I had a chance this week to speak virtually with Paola Barbarino, the Chief Executive Officer of Alzheimer’s Disease International and Elizabeth Mutunga, the organization’s Kenyan representative. Alzheimer’s disease International (ADI) is an international federation of 105 Alzheimer and dementia associations around the world.
Our conversation was centered on the recently released report by the organization in which it spoke to the question of post-diagnosis care among people living with dementia. In its report titled “Life after diagnosis: Navigating treatment, care and support”, which was co-authored by McGill University, the organisation notes that up to 85 per cent of the over 55 million people living with dementia may not receive post-diagnosis care.
“We don’t question whether people with cancer need treatment, so why is it that when people receive a dementia diagnosis, they’re often not offered treatment or care? Repeatedly, they’re just told to get their end-of-life affairs in order,” Paola said during the launch of the report.
I asked her to weigh in on the disturbing fact that majority of people globally don’t have access to primary health care leave alone the post-diagnosis bit. The heart of our conversation was thus the global expenditure on healthcare as a share of world income and the inherent inequality.
We noted that while global expenditure on healthcare has been increasing, steadily but slowly over the course of the last couple of decades, majority of the people still lack primary access to healthcare.
That said, there has been substantial cross-country heterogeneity, both in levels and trends. Regionally, high-income countries spend – and have been spending – a much larger share of their income on healthcare than low-income countries (about twice as much). Moreover, in contrast to high-income countries, in low and middle-income countries the public share of healthcare funding is much lower – although it has been catching up – and the role of out-of-pocket expenditures is much higher (above 50% of total expenditure in many countries).

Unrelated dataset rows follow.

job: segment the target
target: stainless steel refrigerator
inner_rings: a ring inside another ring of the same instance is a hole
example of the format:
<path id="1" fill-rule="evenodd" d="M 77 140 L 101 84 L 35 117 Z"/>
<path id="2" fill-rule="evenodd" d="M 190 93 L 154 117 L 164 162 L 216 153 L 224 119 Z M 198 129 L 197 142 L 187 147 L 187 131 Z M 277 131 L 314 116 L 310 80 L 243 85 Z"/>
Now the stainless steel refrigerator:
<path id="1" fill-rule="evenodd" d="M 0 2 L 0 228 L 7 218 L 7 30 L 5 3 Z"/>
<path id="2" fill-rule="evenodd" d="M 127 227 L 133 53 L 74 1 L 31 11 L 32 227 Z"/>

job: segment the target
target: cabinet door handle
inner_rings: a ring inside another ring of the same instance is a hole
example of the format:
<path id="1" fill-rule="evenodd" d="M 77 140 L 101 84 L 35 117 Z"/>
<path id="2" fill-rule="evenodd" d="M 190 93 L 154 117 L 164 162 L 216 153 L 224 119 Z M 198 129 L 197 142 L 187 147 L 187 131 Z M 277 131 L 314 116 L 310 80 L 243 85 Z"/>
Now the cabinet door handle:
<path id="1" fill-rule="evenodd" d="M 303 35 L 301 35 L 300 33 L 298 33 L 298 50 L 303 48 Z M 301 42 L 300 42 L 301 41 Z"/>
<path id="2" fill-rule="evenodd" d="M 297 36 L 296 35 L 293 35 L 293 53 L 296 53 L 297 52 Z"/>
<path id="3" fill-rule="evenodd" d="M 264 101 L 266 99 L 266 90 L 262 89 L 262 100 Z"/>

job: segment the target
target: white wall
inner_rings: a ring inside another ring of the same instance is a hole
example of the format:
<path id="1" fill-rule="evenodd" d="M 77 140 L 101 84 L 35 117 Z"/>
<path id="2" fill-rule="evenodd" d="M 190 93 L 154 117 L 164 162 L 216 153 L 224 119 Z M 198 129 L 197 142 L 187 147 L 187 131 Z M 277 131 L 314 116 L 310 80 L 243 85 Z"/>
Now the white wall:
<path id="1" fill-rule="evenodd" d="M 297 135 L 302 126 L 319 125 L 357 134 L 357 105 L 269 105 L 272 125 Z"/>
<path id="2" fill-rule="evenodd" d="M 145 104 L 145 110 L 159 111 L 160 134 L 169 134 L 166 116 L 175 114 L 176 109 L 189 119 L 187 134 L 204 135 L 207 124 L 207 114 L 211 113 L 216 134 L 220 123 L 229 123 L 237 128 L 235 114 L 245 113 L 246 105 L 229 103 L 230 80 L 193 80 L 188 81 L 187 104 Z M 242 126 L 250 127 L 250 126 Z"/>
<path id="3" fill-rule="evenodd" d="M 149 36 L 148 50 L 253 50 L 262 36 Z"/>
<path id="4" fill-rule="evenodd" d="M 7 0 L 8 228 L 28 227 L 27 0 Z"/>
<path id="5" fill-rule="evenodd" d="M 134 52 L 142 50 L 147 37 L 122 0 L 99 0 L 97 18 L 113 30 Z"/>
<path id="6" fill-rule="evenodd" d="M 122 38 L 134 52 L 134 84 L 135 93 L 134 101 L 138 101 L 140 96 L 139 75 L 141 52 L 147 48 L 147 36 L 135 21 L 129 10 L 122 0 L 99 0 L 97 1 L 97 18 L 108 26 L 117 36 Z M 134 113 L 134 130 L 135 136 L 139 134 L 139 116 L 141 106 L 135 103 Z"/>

“Healthcare financing in developing countries in the 21st century has been largely shaped by the flow of resources channeled through development assistance. These flows – which saw a steep increase after the introduction of the Millennium Development Goals – account for around 0.7 per cent of the resources spent by high-income countries on healthcare. Although this may seem small in proportion to the national commitments of rich countries, for low-income countries at the receiving end of the transfers, these resources are substantial; in Sub-Saharan Africa they finance more than 25 per cent of total expenditure on healthcare,” Esteban Ortiz-Ospina and Max Roser, researchers at Our World in Data observe.
This implies that development assistance for health, if suitably targeted and managed, has the potential of drastically reducing inequality in health outcomes: the robust empirically observed relationship between health outcomes and healthcare spending is indicative of large returns to healthcare investments, particularly at low levels of baseline expenditure.
As most researchers have observed, nowadays, healthcare is commonly considered a ‘merit good’ – a commodity which is judged that an individual or society should have on the basis of need rather than ability and willingness to pay. This view, partly grounded on the recognised positive externalities of healthcare consumption, is perhaps most visibly materialized in the fact that access to healthcare is currently a constitutional right in many countries.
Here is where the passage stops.